France halts joint army operations with Malian forces over coup
The temporary measure announced by the armed forces ministry is France’s strongest reaction yet to last week’s military coup in Mali.
In its strongest reaction yet to last week’s coup in Mali, France has said it will suspend its joint military operations with Malian forces “awaiting guarantees” that civilians return to positions of power.
Malian soldiers on May 25 detained interim President Bah Ndaw and Prime Minister Moctar Ouane and stripped them of their powers after a dispute over a cabinet reshuffle, plunging the country into further uncertainty after a military coup in August last year.
Assimi Goita, a colonel who led both coups and was Ndaw’s deputy in the transitional administration formed in September with the task of steering the country towards the full civilian rule, was named president on May 28.
In response to the army’s latest power grab, the Economic Community of West African States (ECOWAS) regional bloc and the African Union have suspended Mali from their organisations and threatened sanctions.
“Demands and red lines have been set by ECOWAS and the African Union to clarify the framework for the political transition in Mali.

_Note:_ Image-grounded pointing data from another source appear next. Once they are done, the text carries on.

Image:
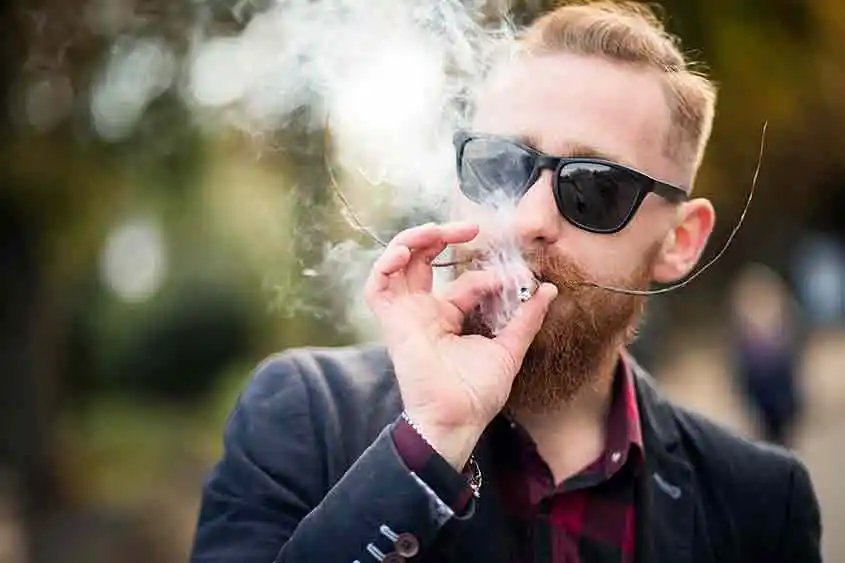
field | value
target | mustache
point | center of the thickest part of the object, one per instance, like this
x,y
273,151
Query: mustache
x,y
546,267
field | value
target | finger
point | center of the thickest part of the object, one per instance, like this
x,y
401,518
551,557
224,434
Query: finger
x,y
429,236
393,260
427,242
516,337
470,288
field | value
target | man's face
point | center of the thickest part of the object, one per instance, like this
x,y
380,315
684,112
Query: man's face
x,y
569,105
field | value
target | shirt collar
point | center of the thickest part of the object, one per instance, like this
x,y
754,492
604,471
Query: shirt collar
x,y
624,439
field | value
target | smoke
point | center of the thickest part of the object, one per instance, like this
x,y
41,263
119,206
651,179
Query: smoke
x,y
390,80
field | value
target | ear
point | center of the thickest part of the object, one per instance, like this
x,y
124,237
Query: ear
x,y
684,243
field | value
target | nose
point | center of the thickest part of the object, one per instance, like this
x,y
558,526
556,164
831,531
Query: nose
x,y
537,222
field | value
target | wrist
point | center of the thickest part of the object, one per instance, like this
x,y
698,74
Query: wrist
x,y
454,443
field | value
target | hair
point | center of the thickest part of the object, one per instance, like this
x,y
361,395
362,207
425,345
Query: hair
x,y
632,33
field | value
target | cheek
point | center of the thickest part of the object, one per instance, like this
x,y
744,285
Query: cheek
x,y
603,258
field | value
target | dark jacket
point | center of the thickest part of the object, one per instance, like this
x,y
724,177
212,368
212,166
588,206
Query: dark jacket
x,y
310,474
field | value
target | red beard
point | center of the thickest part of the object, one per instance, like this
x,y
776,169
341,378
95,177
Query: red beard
x,y
584,326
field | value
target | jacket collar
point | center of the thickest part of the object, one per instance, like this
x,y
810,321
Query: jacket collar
x,y
667,489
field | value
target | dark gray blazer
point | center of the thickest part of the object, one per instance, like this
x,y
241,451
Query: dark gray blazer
x,y
310,475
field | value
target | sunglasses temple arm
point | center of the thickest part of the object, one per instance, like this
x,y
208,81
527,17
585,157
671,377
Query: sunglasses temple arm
x,y
719,254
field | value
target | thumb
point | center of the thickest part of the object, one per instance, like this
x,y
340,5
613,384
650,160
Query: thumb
x,y
517,336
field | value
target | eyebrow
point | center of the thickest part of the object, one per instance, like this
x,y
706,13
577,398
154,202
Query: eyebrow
x,y
572,150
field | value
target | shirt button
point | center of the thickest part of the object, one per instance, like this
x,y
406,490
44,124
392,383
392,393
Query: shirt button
x,y
407,545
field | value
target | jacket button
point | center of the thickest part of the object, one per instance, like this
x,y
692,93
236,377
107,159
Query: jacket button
x,y
407,545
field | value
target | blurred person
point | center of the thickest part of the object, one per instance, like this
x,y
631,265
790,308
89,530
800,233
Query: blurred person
x,y
819,271
766,349
545,442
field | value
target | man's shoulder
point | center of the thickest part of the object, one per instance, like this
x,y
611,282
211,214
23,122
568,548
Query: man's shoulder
x,y
727,448
340,386
730,465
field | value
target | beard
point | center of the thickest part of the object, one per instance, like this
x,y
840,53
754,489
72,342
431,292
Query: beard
x,y
583,329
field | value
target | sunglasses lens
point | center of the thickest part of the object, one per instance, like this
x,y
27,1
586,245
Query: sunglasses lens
x,y
494,168
596,196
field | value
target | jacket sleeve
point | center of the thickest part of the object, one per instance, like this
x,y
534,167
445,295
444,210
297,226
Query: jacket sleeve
x,y
801,536
268,500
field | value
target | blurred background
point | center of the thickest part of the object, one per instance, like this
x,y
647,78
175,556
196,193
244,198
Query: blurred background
x,y
148,261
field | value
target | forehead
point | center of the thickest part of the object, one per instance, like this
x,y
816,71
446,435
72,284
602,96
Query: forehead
x,y
563,101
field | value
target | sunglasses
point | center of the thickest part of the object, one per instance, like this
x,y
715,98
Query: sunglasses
x,y
593,194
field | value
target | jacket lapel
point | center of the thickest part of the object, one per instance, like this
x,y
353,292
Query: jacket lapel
x,y
666,489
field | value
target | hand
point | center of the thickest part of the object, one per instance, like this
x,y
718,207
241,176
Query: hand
x,y
451,385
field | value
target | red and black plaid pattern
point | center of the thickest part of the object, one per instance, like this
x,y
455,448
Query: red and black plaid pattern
x,y
589,518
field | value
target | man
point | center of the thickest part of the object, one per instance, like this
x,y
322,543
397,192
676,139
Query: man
x,y
545,442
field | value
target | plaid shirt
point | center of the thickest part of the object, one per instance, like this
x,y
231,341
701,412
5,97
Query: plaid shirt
x,y
589,518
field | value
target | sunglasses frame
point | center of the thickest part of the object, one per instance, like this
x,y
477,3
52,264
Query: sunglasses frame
x,y
542,161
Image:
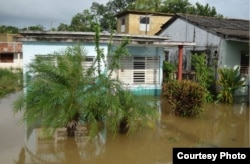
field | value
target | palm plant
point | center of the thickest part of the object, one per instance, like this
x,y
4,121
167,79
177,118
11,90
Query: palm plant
x,y
230,80
61,92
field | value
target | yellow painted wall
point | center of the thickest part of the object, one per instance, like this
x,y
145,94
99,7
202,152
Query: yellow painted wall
x,y
132,24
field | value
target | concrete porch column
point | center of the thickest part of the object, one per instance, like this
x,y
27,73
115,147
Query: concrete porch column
x,y
180,56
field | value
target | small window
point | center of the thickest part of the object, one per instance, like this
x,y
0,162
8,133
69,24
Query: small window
x,y
144,23
7,58
244,62
123,21
123,25
144,20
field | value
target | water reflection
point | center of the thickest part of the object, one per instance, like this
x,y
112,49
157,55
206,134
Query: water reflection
x,y
220,126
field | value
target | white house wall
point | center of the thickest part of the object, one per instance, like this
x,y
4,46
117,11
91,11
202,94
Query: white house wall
x,y
30,49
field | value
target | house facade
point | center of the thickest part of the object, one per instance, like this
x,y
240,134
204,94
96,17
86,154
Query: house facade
x,y
140,72
224,41
10,52
140,22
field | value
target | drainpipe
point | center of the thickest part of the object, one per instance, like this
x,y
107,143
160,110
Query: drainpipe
x,y
180,55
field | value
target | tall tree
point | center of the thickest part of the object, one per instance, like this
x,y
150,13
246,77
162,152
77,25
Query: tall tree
x,y
62,93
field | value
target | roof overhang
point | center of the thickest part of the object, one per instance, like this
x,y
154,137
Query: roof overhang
x,y
105,38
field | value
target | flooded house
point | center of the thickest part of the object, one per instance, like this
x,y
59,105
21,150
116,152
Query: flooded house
x,y
140,72
225,42
10,51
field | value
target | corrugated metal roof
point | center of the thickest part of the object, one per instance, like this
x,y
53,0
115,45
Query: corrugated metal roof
x,y
224,27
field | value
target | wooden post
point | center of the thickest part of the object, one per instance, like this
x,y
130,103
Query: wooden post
x,y
180,55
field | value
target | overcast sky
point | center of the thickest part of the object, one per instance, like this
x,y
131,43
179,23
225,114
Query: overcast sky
x,y
50,13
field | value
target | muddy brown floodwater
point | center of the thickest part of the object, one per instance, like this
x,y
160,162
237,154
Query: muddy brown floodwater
x,y
220,126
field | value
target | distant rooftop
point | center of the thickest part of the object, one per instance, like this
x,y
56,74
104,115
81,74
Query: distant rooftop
x,y
224,27
88,37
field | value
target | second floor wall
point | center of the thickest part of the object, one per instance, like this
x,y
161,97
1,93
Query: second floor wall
x,y
140,23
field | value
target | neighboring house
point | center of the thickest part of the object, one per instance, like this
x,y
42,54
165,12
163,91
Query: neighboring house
x,y
224,41
10,52
140,72
140,22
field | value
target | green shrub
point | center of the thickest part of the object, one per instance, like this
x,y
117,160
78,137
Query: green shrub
x,y
168,70
10,81
186,97
230,80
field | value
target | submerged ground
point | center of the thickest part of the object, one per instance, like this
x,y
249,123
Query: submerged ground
x,y
220,126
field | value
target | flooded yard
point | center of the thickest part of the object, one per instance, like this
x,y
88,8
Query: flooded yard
x,y
219,126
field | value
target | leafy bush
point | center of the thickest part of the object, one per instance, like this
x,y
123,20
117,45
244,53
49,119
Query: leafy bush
x,y
230,80
10,81
186,97
168,70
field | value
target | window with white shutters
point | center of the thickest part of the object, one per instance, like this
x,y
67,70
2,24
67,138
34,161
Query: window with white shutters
x,y
138,70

It is up to the Malian authorities to respond quickly,” France’s armed forces ministry said in a statement on Thursday.
“Pending these guarantees, France, after informing its partners and the Malian authorities, has decided to suspend, as a precaution and temporarily, joint military operations with the Malian forces, as well as national advisory missions that benefit them.”
France, the former colonial power in the region, has about 5,100 soldiers in the region under its so-called Operation Barkhane which spans five countries in the Sahel – Burkina Faso, Chad, Mali, Mauritania and Niger.
The mission, with its headquarters in Chad, was launched after France intervened in 2013 to help drive back fighters who had overrun parts of Mali.
French forces will continue to operate in the country separately and the decision will be reassessed in the coming days, the ministry said.
Al Jazeera’s Nicolas Haque, reporting from Mali’s capital Bamako, said France’s announcement was “a blow” to Mali’s military rulers, as well as to its soldiers fighting armed groups in the north and the centre of the country.
“France is their primary partner,” he added. “Not only is this a suspension of military cooperation, but it also means that hundreds of instructors and trainers that are embedded within the Malian forces are no longer cooperating with the Malian armed forces.”
Over the weekend, President Emmanuel Macron had warned France would pull its soldiers out of Mali if it lurched towards what he called “radical Islamism” following the coup.
“Radical Islamism in Mali with our soldiers there? Never,” Macron, who called last week’s power grab a “coup d’etat in an unacceptable coup d’etat”, told the weekly newspaper The Journal du Dimanche.
Goita, who will be officially inaugurated as Mali’s transitional president on Monday, had served as vice president since leading a coup last August that removed democratically elected President Ibrahim Boubacar Keita in the wake of months-long protests over perceived corruption and the government’s failure to tackle the country’s worsening conflict.
After pressure from ECOWAS, the roles of transitional president and prime minister were given to civilians ahead of elections scheduled for February 2022.
On Wednesday, the AU followed ECOWAS in suspending Mali and called the military to “urgently and unconditionally return to the barracks, and to refrain from further interference in the political processes in Mali”.
After an emergency meeting on Sunday, ECOWAS in its final communique had called for the immediate appointment of a new civilian prime minister and the formation of an “inclusive” government.